A Lei de Execução Penal (Lei nº 7.210/1984) não prevê expressamente um “direito ao uso de telefone” pelo preso. Entretanto, ela garante o direito de manutenção dos vínculos familiares e do contato com o mundo exterior. Em seu Artigo 41, inciso XV, o texto legal diz que é direito do preso o “contato com o mundo exterior por meio de correspondência escrita, da leitura e de outros meios de informação que não comprometam a moral e os bons costumes.” A expressão “outros meios de informação” tem sido interpretada por parte da doutrina e da jurisprudência como permitindo que os estabelecimentos prisionais disponibilizem meios controlados de comunicação, inclusive telefônica, sobretudo por razões humanitárias e de ressocialização.
Familiares de detentos recolhidos no Presídio de Além Paraíba procuraram, de maneira reservada e temendo possíveis represálias, a reportagem do Jornal A Gazeta para denunciar a situação de completo isolamento em que se encontram os internos da unidade prisional. Segundo os relatos, o telefone existente no estabelecimento, cujo uso sempre foi submetido a rigorosas normas e monitoramento, encontra-se sem funcionamento há meses, impedindo a comunicação em situações consideradas essenciais. O aparelho é utilizado principalmente para permitir que detentos mantenham contato com familiares que residem em outras cidades e que, em muitos casos, não possuem condições financeiras para realizar visitas presenciais.

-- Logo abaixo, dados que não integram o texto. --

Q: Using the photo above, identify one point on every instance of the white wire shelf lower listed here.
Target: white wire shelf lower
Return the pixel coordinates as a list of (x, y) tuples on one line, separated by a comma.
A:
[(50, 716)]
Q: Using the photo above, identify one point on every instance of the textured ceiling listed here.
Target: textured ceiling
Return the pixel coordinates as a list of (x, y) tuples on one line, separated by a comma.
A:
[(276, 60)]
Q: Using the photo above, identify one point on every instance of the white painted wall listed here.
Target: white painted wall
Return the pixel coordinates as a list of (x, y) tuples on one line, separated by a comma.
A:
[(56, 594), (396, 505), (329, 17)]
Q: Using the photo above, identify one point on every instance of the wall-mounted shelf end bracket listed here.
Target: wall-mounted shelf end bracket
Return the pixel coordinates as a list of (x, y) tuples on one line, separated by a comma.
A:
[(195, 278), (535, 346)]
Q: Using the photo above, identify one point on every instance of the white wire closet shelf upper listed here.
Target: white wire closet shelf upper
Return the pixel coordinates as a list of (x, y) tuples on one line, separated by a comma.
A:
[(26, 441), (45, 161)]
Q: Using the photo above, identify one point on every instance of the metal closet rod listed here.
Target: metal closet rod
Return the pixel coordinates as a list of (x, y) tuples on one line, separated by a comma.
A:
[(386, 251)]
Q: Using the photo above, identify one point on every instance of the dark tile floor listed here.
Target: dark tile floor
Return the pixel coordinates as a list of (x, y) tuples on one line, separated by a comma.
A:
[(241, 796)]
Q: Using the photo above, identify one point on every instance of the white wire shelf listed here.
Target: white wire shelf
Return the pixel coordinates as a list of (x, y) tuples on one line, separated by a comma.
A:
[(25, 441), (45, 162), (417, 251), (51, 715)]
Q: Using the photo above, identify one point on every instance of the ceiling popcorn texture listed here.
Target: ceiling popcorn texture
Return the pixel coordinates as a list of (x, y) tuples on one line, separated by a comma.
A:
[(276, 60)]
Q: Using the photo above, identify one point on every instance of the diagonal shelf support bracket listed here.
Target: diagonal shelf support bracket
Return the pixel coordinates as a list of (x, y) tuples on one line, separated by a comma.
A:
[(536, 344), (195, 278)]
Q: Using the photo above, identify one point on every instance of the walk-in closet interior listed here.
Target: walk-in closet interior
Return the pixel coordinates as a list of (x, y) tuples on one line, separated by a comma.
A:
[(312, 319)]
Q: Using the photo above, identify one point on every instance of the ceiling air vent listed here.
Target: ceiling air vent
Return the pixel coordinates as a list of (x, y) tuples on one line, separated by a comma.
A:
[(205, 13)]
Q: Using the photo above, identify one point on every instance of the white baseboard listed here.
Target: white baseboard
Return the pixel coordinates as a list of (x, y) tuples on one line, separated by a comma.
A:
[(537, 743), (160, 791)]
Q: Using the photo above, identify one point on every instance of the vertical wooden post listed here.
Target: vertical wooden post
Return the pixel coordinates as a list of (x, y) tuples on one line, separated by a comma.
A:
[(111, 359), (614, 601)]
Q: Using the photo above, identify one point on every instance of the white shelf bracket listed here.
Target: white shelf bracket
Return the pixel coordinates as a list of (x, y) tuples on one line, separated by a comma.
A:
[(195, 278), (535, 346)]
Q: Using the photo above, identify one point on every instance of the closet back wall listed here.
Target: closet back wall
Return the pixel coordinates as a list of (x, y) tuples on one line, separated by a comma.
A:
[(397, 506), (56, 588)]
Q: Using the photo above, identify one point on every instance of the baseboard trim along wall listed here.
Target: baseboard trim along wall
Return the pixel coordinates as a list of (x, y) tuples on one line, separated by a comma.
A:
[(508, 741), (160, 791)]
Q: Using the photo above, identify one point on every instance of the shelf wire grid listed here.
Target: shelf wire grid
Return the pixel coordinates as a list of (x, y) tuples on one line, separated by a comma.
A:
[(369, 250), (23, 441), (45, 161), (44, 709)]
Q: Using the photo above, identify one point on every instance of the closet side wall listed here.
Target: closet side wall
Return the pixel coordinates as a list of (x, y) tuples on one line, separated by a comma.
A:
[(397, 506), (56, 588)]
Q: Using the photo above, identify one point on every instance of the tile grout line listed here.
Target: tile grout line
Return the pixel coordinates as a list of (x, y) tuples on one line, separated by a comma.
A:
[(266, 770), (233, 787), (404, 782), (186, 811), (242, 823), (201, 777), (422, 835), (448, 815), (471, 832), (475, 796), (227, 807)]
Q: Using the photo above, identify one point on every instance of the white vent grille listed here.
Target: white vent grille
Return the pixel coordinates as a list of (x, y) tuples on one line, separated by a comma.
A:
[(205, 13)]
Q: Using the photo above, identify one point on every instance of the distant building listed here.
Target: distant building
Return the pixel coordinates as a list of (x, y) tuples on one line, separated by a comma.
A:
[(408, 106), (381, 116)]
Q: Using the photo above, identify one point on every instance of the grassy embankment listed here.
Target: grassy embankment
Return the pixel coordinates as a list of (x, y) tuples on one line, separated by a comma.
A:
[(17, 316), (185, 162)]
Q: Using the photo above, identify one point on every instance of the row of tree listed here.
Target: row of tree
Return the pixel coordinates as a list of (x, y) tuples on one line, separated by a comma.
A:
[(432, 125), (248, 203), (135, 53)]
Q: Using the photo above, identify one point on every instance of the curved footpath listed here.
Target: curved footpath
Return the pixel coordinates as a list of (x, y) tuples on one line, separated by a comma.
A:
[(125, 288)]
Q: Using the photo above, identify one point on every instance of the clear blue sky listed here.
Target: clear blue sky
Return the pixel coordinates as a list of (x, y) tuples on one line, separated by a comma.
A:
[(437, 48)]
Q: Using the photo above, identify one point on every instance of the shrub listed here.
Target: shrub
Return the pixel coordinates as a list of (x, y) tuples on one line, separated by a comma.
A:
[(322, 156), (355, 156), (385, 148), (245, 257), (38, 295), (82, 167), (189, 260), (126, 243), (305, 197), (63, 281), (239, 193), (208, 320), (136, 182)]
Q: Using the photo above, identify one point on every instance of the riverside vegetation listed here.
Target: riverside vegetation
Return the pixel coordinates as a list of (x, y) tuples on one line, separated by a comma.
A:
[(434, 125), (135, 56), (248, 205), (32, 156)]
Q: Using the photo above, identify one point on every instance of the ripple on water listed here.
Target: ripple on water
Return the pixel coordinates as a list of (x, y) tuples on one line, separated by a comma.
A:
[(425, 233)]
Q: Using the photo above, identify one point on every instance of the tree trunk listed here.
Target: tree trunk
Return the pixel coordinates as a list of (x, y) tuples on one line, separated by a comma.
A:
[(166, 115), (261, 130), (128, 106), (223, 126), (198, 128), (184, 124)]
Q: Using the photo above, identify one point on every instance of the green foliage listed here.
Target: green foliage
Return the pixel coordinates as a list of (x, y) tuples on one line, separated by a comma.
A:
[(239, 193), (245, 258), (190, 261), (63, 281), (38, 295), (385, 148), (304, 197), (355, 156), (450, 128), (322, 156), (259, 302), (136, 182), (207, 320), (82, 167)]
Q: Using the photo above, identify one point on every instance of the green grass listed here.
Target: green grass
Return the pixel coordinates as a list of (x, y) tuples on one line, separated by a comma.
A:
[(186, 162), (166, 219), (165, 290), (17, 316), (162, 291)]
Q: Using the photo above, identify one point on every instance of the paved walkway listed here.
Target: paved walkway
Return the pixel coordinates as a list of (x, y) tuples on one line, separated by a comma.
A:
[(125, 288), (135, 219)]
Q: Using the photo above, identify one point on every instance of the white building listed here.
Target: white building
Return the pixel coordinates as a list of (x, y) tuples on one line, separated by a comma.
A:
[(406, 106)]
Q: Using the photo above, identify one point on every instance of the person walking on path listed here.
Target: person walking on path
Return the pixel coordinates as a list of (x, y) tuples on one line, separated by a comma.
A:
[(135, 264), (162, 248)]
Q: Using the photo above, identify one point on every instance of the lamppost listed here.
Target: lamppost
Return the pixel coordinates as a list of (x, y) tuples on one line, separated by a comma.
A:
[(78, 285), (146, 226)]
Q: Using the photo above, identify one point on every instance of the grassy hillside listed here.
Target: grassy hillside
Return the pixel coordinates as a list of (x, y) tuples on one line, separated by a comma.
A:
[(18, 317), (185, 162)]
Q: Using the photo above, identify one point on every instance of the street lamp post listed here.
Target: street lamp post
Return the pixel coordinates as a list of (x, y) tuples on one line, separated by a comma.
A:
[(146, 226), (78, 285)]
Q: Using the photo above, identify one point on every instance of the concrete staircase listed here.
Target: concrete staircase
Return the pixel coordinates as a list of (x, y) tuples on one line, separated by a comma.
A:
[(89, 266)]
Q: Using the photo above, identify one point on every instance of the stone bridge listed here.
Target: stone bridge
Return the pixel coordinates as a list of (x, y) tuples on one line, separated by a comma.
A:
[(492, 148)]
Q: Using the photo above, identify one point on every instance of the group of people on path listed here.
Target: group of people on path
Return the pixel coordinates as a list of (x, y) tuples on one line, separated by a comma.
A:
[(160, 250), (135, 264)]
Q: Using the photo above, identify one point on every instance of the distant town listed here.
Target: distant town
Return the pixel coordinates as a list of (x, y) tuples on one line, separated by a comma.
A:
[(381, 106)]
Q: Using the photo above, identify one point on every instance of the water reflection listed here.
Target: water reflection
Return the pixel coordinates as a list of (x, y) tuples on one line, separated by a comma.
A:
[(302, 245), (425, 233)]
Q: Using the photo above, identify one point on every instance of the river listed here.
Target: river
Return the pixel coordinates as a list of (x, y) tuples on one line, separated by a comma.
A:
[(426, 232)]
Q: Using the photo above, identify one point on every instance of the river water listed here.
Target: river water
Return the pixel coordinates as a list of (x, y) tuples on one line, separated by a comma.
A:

Ainda de acordo com os familiares, o telefone também possui relevante função administrativa e humanitária, servindo para que os Policiais Penais possam entrar em contato com parentes dos internos em casos de necessidade urgente, como situações envolvendo problemas de saúde, necessidade de medicamentos ou outras ocorrências excepcionais.Os denunciantes afirmam que, ao buscarem informações sobre a previsão de restabelecimento do serviço, têm recebido respostas consideradas grosseiras e inconsistentes, aumentando ainda mais a angústia das famílias, que permanecem sem notícias sobre as condições de seus entes.
A situação reacende o debate sobre as condições estruturais da unidade prisional de Além Paraíba. O prédio, com mais de um século de existência, apresenta sérios problemas de infraestrutura e, segundo diversas críticas já formuladas ao longo dos anos, não oferece condições adequadas para funcionar como estabelecimento prisional moderno.Com instalações antigas, celas escuras, úmidas e ambientes considerados insalubres, a unidade é frequentemente comparada por seus críticos a uma antiga masmorra, cenário que contrasta com os princípios estabelecidos pela Lei de Execução Penal e por tratados internacionais de direitos humanos dos quais o Brasil é signatário.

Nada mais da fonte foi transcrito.